To address these data gaps, we proposed the following specific aims:
(1) To measure plasma adiponectin and leptin in Mexican-American children from the Center for Health Assessment of Mothers and Children of Salinas (CHAMACOS) cohort at birth and again at 2, 5, and 9 years, examining heterogeneity in adipokine growth patterns and their association with candidate perinatal factors.
(2) To determine whether maternal or concurrent urinary BPA concentrations are associated with adiponectin and/or leptin levels in children.
(3) To characterize DNA methylation structure of peroxisome proliferator-activated receptor gamma (PPARy) - the master regulator gene in adipogenesis, determine whether PPARy methylation is associated with child adipokines and/or body size and whether prenatal or concurrent BPA may influence PPARy methylation.

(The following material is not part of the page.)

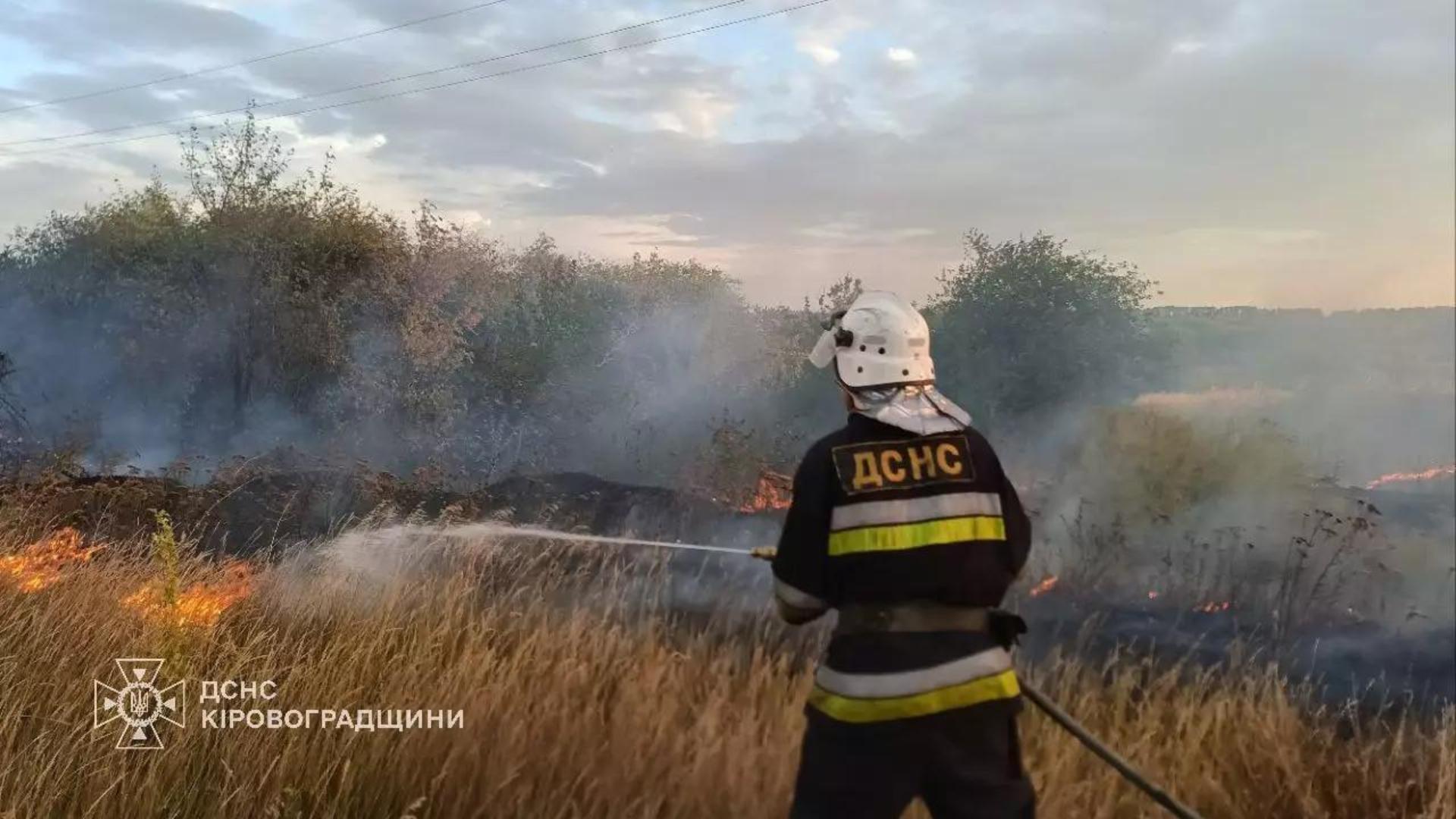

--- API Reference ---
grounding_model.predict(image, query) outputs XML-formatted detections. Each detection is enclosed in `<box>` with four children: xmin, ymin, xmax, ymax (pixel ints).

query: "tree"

Our results highlight several developmental differences in adiponectin vs. leptin over the childhood period. While leptin levels closely and positively correlated with child body size at all ages, adiponectin had inverse and weaker associations with body mass index (BMI) at 2, 5, and 9 years. Further, adjusting for BMI, adiponectin reflected an improved lipid profile while leptin was directly related to systolic and diastolic blood pressure in 9-year-old children.
Of the candidate perinatal factors examined, we identified maternal consumption of sugar-sweetened beverages (SSB) during pregnancy and increased rate of growth during the first 6 months of life as significant risk factors for altered adiponectin levels during childhood. Further, children with greater birth weight had rapidly-rising leptin levels over the birth to 9-year period and highest BMI and waist circumference at 9 years.
Our BPA analyses indicated sexually dimorphic responses similar to those previously reported in animal studies. While BPA concentrations during early pregnancy were directly associated with adiponectin levels in 9-year-old girls (b=3.71, P=0.03, N=131), BPA concentrations during late pregnancy were associated with increased plasma leptin in 9-year-old boys (b=0.06, P=0.01, N=179), controlling for sociodemographics, dietary variables and child BMI.
Finally, using the Infinium Illumina 450K Array, we examined DNA methylation in 23 sites spanning the PPARy promoter and gene body region in discovery (N=117 at birth, N=108 at 9 years) and validation (N=116 at birth, N=131 at 9 years) sets of children. We report that methylation in site 1 was significantly and negatively associated with child size at birth (b=-2.5, P=0.04) and at 9 years (b=-4.8, P<0.001) in the discovery set, and these relationships were replicated in the validation set. Overall our research adds evidence in support of the hypothesis the children's metabolic health may be programmed during early life and suggests that epigenetic mechanisms may play an important role in determining child size.